A trusted leader joins the effort to fight crime

Review Editor’s Note: Editorials represent the views of the Star Tribune Editorial Board, which operates independently of the newsroom.


Andy Luger is back as an American attorney from Minnesota, and it’s not too soon. Rarely has a calm and experienced prosecutor been more needed to help stem the tide of violent crime that has erupted in the Twin Cities metro area.

Luger, who led the office from 2014 to 2017, said during a visit to the Star Tribune editorial board that “the urgency of this issue is unlike anything I have ever seen”. Categories of crimes such as those committed with “ghost guns” and carjackings barely registered in Minnesota during Luger’s previous tenure and that of his immediate predecessor, Erica MacDonald, who left office in February 2021.

Today, Luger said, ghost guns, typically assembled from kits and available without background checks, are used in numerous crimes across the state. Carjackings, which numbered 177 in 2020, rose to 655 in Minneapolis alone. Additionally, Luger’s will also focus on shootings involving a weapon modification known as a “switch” that illegally turns handguns into automatic weapons.
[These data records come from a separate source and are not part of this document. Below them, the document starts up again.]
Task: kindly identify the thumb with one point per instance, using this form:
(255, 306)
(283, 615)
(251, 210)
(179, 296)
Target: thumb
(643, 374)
In this context, Luger said that every prosecutor in his office, whether their specialty is violent crimes, white-collar fraud, drugs, crimes against children, mail theft or national security, will tackle crimes violence that violates federal law. It starts with itself. “I’ve already assigned myself a case of violent carjacking,” he told the editorial board.
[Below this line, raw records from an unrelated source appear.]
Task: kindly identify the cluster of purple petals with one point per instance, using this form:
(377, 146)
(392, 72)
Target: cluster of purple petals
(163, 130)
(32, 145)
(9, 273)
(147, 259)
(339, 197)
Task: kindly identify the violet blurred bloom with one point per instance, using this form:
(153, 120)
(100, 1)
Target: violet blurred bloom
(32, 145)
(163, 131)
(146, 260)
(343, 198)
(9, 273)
“What I’m hearing from law enforcement, community leaders and others is that we weren’t able to handle all the important violent crime work that came our way. with just a violent crime section,” he said.

Few crimes have terrorized Minnesotans recently as much as the upsurge in violent carjackings in residential garages, mall parking lots, gas stations and elsewhere. Luger’s emphasis is the right one.

Luger said his office estimates about 1 in 5 carjackings are committed or organized by adults. These are not, he insisted, mere rides. “These are people who engage in violent, organized and premeditated behavior,” he said. In some cases, victims are beaten, held at gunpoint, coerced into opening apps and sending money or giving out PIN codes for ATMs.

Other cities have seen an increase in violent crime, he said, but Minneapolis, with its hobbled and understaffed police department, is more vulnerable than most.

There’s no denying that the past two years have wreaked havoc on the department. The pandemic, the unrest following the killing of George Floyd at the hands of a Minneapolis officer, and the growing number of vacancies the city is struggling to fill have all taken their toll on what is arguably one of the most critical police services. in the state.

The US Department of Justice is still investigating wrongdoing at the MPD. Meanwhile, the state human rights department recently concluded a two-year investigation into the police department’s failings and racist culture. It’s entirely possible the city will soon act under not one but two consent decrees based on state and federal findings.

From a pre-pandemic peak of well over 800 officers, the MPD now has around 544 to police a city of more than 400,000 people. It is therefore not surprising that crime, especially violent crime, has increased and spread to the surrounding areas.

Lugar’s decision to marshal more resources into his office is part of a larger effort. Law enforcement officials announced earlier this month that state troopers would begin patrolling the streets three nights a week in parts of Minneapolis, while the Minneapolis Bureau of Criminal Arrest State would participate in local investigations.

BCA Superintendent Drew Evans said at the time that “Minneapolis is seeing a significant increase in violent crime, while at the same time, its police department is experiencing an unprecedented shortage of officers and investigators. BCA brings resources and expertise to help these communities meet this urgent need.”

Luger’s effort fits well with this all-hands-on-deck strategy. He knows other leaders, knows community groups and is widely respected. It is not without its detractors. Some have criticized his efforts under the program known as Countering Violent Extremism, which aimed to root out potential foreign terrorists. The editorial board supported this effort.

Then as now, Luger said he remains open to other approaches. “But what is the alternative?” he said. Unlike the 80s and 90s, “it’s not about low-level drug dealers or non-violent crimes. It’s about targeted, intentional violent offenders, often repeat offenders. … When people are beaten, bloodied, dragged , that their life is changed, how do you say no to this case?

There is, he said, a legitimate avenue for criminal prosecution. “If you don’t think we should prosecute people who commit violent crimes, then say so. Defend it,” he said. Luger said others could and should tackle the root causes of crime — and his office supports several crime-fighting programs — but he noted his priority was prosecuting criminals.

“What we’re not going to do,” he said of our collaboration with other agencies and prosecutors, “is fight each other. There’s too much work to do.”

Members of the editorial board are David Banks, Jill Burcum, Scott Gillespie, Denise Johnson, Patricia Lopez, John Rash and DJ Tice. Star Tribune Opinion staff Maggie Kelly and Elena Neuzil also contribute, and Star Tribune editor and CEO Michael J. Klingensmith serves as an advisor to the board.